Sikki Craft: Nature and Artistry

This article was originally published on Nazariya, and was written by Ananya Maahir.

Fusing a love for art and nature, Sikki work is one of the most prevalent crafts in Bihar.

In Mithila, which is a historic city in Bihar, nearly all women are adept with an array of crafts. These mainly include painting (Madhubani is an example), and grass work or ‘Sikki’. Mithila painting, embroidery and papier-mache are the other forms common in Bihar.

Sikki craft is both vibrant and eco-friendly.
Image Courtesy: Upendra Maharathi

Women and Sikki

According to the cultural ideologies held locally, a girl adept in the aforementioned 5 crafts grants her a grater degree of popularity in the household. Sikki craft has been in existence for a very long period of time. It is quite difficult to discern the origin dates of the craft. However, the highest prevalence of the craft exists in Northern Bihar.

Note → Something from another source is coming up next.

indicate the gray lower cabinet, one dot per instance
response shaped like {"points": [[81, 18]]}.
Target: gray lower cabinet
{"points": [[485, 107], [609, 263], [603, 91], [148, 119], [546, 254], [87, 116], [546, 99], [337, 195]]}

Bindeswari Devi is one of the key patrons of Sikki work.
Image Courtesy: Upendra Maharathi

How to: The Process of making Grass Art

An implement called the ‘munj’ is used to coil the grass around and create structures. The main tool is a needle shaped item called the ‘takua’, which is rounded at the end for better grip. The base is initially made from coiled

The munj is used to get a better grip, and create the desired patterns in a Sikki piece.
Image Courtesy: UMSAS

The colours of Sikki grass don’t vary much from yellow naturally. However, the addition of colours artificially can grant them any hue under the Sun. The process of adding colour involves boiling the golden grass in colour.

After the Sikki is made, it can be put together for sale if it has multiple pieces and parts. A vast variety of products can be made using this craft, and these include containers for food (‘jhappa’), flower baskets (‘saji’), idols, ornaments as well as children’s toys.

The Effects of Globalisation

With the digitisation of life itself to such a high degree, women in Bihar have diverted their attention from familial craft. This has decreased the popularity of forms such as Sikki. Another reason for this decline is the abundance of industries in the surrounding areas. Industrial environments are unsuitable for the growth of Sikki grass.

Even though the form is on a decline, it is practised in certain areas such as Madhubani, Darbhanga and Sitamarhi. With the increased enticement of the Indian civilian to anything ‘Western’, products like phone cases and pen holders become more saleable. In order to revive the form, one needs to look at a compromise between traditional and contemporary implementations of it.